When she awoke, she found herself in a vast control room full of rusted iron cranks and levers. Wandering through it she found a book, faded and coated in dust. She sat and read it in a single sitting, her eyes growing wider with each page. If she were to believe its contents, this Underground City she had known her entire life wasn’t a city at all. It was, in fact, a colossal automaton. The diagrams showed a giant humanoid machine whose head reached far above the clouds. A pestilence had settled over the world thousands of years ago, and the automaton was built to preserve her people. There was a revolt early-on that led to each floor being completely sealed off from the others. The automaton was built with dual purpose. Besides providing a moving shelter from the storms of the outside world, it was also built to defend the planet from a growing threat that was never named.

Putting the book down, Dala shook her head, deciding that it was a work of fantasy. For proof, she walked to the biggest crank she could find and pulled it as hard as she could. Her world shook and suddenly she felt herself ascending thousands of feet in an instance. Even through the iron floors she suddenly heard countless voices screaming below her. She fell to the floor, but looked up in time to see two enormous ovals open in front of her. She had awakened the automaton, and was looking through its eyes into a world she’d only read about in books.

She spent a long time perched in the automaton’s left eye, taking in the blues and whites, the different species of clouds and the blur of earthy colors far beneath them. Most of all, she sucked the pure air into her in heavy draughts. She watched the day become evening become night and witnessed her first sunrise. Then it was time to learn to pilot the colossus. She knew it was her only chance at escape. 

For seven days and nights she tested each crank and lever, taking note of every movement the automaton seemed to make. She dined on all of the curious birds who flew into the machine’s eyes. By the seventh day she felt comfortable enough with the controls that she began operating the automaton in earnest. Though the control room was clearly designed to be run by a team of twelve or more, she did her best to move the machine without having it lose its balance.
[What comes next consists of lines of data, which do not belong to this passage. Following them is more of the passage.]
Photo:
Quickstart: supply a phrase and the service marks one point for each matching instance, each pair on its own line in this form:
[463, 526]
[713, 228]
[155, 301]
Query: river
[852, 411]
The muted earthy colors gradually gave way to golden ones – a desert, if the books were right – she guessed. The golden sands seemed endless. Every morning she awoke, piloted the automaton an average of twenty steps and fell asleep that night exhausted. The days ran into each other, as they were mostly identical. Finally, on day fifteen or fifty, she gave a loud whoop at the sight of the color she’d been dreaming about since the beginning. Dark blue. The ocean. Without a moment’s hesitation she piloted the automaton into the ocean, watching the water get closer and closer. After two days of walking deeper and deeper into the sea, the water finally became so close that Dala could smell it. On the third morning the water was at eye level.
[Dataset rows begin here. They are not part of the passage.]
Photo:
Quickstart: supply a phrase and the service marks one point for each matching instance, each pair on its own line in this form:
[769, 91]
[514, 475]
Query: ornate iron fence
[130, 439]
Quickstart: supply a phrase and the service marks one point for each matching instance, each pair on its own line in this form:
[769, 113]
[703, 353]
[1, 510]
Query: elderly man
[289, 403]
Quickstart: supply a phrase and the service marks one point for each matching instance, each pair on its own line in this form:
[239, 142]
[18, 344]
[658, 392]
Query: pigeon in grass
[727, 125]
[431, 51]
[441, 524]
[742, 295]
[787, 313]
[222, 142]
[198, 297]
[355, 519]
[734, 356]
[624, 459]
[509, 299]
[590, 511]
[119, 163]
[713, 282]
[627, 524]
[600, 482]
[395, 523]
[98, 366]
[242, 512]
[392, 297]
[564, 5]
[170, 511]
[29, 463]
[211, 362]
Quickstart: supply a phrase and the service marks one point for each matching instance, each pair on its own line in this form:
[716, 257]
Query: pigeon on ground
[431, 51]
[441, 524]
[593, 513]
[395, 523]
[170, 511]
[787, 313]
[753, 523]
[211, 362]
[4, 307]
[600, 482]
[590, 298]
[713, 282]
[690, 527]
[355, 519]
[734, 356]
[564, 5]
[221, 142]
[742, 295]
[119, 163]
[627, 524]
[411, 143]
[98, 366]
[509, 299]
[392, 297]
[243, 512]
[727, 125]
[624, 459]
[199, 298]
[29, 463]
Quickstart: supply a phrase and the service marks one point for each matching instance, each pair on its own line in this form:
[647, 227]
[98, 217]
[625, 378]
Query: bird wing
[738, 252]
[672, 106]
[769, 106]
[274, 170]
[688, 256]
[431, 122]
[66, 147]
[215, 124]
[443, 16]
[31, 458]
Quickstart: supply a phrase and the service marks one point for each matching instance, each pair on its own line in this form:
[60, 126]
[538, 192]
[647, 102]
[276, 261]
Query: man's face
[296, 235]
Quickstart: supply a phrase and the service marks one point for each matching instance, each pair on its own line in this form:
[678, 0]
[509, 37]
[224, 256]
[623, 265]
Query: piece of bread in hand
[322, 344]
What happened to Dala is anyone’s guess. But lost in the ocean, standing and at the ready, is an enormous iron automaton. Built to defend the planet, it could also be used to demolish it. Perhaps a sailor will happen upon it. Perhaps a castaway. Or maybe the monster Dala read about it that book, said to be chained up in the lowest level of the colossus, will find a way through the iron walls and claim its place at the helm of the metal leviathan.